Questions and Anwers about all around photography

Hi guys,

As I got married last saturday and flew with my wife to Portugal, I am not in the ideal conditions to blog everyday. But, I am quite sure you will forgive me. OK, that beeing said, let’s jump to the Q&A :

What do you take in your bag when you travel ?
Well, it depends on the destination and on the kind of picture I want to shoot. For my trip to Portugal, I took a D90 (APS-C) and a D700 (FX), a f2,8 24-70mm + f2,8 70-200mm + my 14mm from Wallimex. And, of course my tripod.

Do you recommend a tripod?
Yes I do. When it comes to a perfect composition, that’s the best way to get it. Buy a good one, your camera is 2000$ worth, it would kill you to have broken camera because your tripod felt.

Why do you have APS-C and FX cameras?
Well, I have realized that lenses are expensive and you need different kind of. Nikon has a great 60mm macro. This guy is so sharp, it is comparable to my Zeiss-lenses. Set on my D700, it is a 60mm, set on my D90 (which as the same receptor as the D300) it becomes a 90mm I really love for portraits. 1 lens becomes 2 lenses. That’s why.

How do you work with the light ?
Big question. I avoid direct light. I like it to fall on the subject on a 45° angle or less. But this no rule and no garanty for a good picture, it’s just the way I like it and I am doing pretty well with this. More important is the way I make my decision about the amount of light.

OK, so how do you proceed to meter your light?
Relyong on my camera, I can use the matrix mode, the central mode and the point mode. I always set my cam on the Aperture priority to take control on my depth of field. The matrix mode is OK as long the elements do not have to much strong contrasts. This is why I prefer the central mode. I focus on the point where I want the proper exposure, keep the finger on the botton, make the consition and make the shot.

But there is a better and more accurate way : the light meter.

Why should I use a light meter?
Because, anytime you want a perfect exposure, this is the best and easyiest way to get it. It meters the light that falls on the subject.
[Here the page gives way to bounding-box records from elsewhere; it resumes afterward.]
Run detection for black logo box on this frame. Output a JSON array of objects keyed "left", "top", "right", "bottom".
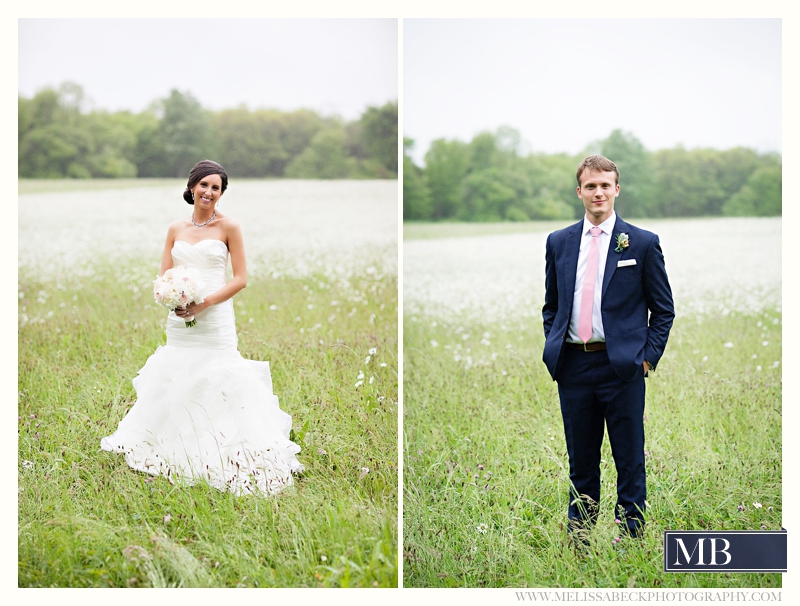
[{"left": 664, "top": 528, "right": 787, "bottom": 572}]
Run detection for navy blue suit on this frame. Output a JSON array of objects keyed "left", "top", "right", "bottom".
[{"left": 542, "top": 215, "right": 675, "bottom": 532}]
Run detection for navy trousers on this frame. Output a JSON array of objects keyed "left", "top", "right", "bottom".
[{"left": 556, "top": 345, "right": 647, "bottom": 535}]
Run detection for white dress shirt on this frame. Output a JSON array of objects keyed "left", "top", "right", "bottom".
[{"left": 567, "top": 212, "right": 617, "bottom": 343}]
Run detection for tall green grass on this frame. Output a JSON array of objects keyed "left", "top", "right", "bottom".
[
  {"left": 18, "top": 264, "right": 398, "bottom": 587},
  {"left": 403, "top": 310, "right": 782, "bottom": 588}
]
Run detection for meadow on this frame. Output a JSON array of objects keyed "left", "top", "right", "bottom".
[
  {"left": 17, "top": 181, "right": 398, "bottom": 587},
  {"left": 403, "top": 219, "right": 782, "bottom": 588}
]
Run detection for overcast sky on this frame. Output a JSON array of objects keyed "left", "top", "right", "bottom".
[
  {"left": 19, "top": 18, "right": 398, "bottom": 119},
  {"left": 403, "top": 18, "right": 781, "bottom": 164}
]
Set your aperture, press the button and it gives you the accurate shutterspeed. I have done tests, the light meters delivers better results. I use it any time I want a perfect picture. But often, I do not need so much precision and work as described above.

You shoot a lot of architectural stuff, why don’t you have a tilt-lens ?
Well, let me return your question : why should anyone buy one? They are expensive. And there are many ways to get the same results in the postproduction. LR5 now has a function to correct this in one click. And Photoshop is also a good working solution.

What do you think about CS-Cloud
I love this question, because it is a question that leads to nowhere. I have heard Scott Kelby about this and I fully agree with him :

If you are pro and can’t aford the 10 or 20 $ / month, maybe should think about looking for a new job.

If you are a amateur, you will have the best tool for 20 $ / month. CS5 costs 2000$. I would take you 100 month to reach 2000$. From that angle, I think it is fair.

But if you do not want to go for CS-Cloud (like me), stick to your old version or by Photoshop elements.

Last question for tonight : Why don’t you like CS-Cloud?
It is not a question of to like it or not. It is a question of to need it or not. Personally, I am the kind of guy who tries to get a perfect exposure in the cam. Same thing for the composition. And this is why I, to be totally honnest, only use maybe 30% of the possibilities of CS5. This is why I haven’t upgrade to CS6. It’s because, I do not see the need of a better version for the pictures I do. I do think, that many users are angry because they will have to pay and will not be able to get and let run a pirated version… Again, 20$ and you are on the right side of the law with a powerful tool… if you need this power, go for CS-Cloud, If not, stick to your actual version.